E tra questi fili, questa volta ce ne è uno particolare, un vero e proprio giallo che chiama in causa due rappresentanti delle forze dell'ordine, il commissario Sergio Donnini, una sorta di tenente Colombo ante litteram, che si appiccicava ai presunti colpevoli fino a quando, cadendo loro in contraddizione, li trascinava verso il tribunale. Ma la figura che più risalta in questa parte del libro è senz'altro l'ispettore Gaetano d'Amore il quale, pur sottoposto al Donnini e da questi prendendo gli ordini, interpreta a modo suo la sua funzione di ricerca sul campo degli indizi, finendo per essere lui a tirare le fila delle indagini.
Naturalmente senza darlo a vedere!
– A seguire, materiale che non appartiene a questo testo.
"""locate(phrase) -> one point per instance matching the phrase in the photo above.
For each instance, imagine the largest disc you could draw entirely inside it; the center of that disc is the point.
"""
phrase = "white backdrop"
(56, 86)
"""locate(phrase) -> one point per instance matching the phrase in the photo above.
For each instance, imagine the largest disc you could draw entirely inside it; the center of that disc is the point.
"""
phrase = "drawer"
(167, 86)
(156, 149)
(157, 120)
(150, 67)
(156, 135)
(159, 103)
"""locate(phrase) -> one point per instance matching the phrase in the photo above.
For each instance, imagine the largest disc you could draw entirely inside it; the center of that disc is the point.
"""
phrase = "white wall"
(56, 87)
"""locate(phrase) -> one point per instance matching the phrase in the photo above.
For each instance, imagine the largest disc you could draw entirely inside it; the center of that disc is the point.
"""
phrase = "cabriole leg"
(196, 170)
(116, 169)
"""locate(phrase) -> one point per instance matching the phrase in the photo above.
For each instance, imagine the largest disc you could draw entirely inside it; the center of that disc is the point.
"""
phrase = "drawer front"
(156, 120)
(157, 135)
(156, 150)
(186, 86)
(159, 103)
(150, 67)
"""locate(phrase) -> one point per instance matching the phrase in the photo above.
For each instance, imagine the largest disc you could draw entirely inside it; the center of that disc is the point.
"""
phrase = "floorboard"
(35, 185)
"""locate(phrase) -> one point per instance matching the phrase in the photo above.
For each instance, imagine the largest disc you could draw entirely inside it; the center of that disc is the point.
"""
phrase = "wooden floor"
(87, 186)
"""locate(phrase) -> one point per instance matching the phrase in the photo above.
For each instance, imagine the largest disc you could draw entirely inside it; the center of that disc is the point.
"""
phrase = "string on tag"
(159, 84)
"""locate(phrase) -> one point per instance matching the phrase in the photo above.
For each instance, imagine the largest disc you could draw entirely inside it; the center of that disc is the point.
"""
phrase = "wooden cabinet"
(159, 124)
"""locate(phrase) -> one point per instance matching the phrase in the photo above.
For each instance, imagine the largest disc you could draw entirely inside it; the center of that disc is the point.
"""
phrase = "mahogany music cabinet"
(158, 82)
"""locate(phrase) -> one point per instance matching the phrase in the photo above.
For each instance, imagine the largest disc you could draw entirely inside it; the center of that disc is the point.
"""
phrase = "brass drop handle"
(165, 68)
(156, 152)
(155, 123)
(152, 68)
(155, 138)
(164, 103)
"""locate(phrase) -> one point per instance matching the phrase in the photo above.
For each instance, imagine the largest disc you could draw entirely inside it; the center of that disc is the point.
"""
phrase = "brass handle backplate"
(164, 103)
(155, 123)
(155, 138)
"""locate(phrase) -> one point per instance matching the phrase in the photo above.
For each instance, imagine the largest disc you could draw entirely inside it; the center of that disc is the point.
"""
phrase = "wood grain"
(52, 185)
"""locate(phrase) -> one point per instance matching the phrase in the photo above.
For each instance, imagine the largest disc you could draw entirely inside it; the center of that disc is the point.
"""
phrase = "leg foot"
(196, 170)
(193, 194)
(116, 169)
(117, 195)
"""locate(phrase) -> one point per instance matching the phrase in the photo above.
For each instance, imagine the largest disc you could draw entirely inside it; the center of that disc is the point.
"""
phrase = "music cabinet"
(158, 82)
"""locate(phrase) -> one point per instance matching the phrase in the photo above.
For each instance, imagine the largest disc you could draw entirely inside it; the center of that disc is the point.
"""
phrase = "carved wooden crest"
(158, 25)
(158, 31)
Il giallo, per non dire altro, finirà per chiamare in causa anche quel Francesconi che a certo punto sparisce dalla scena, cioè da Rifredi e sarà compito dei poliziotti farci sapere che cosa è successo.
Naturalmente Paolo Dapporto, da buon praticante del genere, ci scodellerà una conclusione della vicenda che, come nella migliore tradizione, lascerà a bocca aperta il fedele lettore e lo aiuterà a capire perché questa volta Paolo abbia trovato un titolo così inusuale al suo lavoro di scrittore...
Si chiude così anche questo ennesimo libro di Paolo, grati di averci ancora una volta fatto toccare con mano un pezzo di storia della nostra città. Un quartiere dove sono senz'altro cresciuti molti dei valori e dei sentimenti di quel popolo "viola", che tuttora resiste alla brutale mercificazione del suo sport preferito e dove, nonostante le notevoli mutazioni urbanistiche intervenute in questi lunghi anni (a cominciare dallo spostamento della gloriosa Galileo!), continua tuttavia a battere un cuore che spera ancora che ci si possa incontrare e vivere bene insieme nelle strade e nei circoli del proprio rione. Allora Grazie Paolo e, senza alcun dubbio, alla prossima!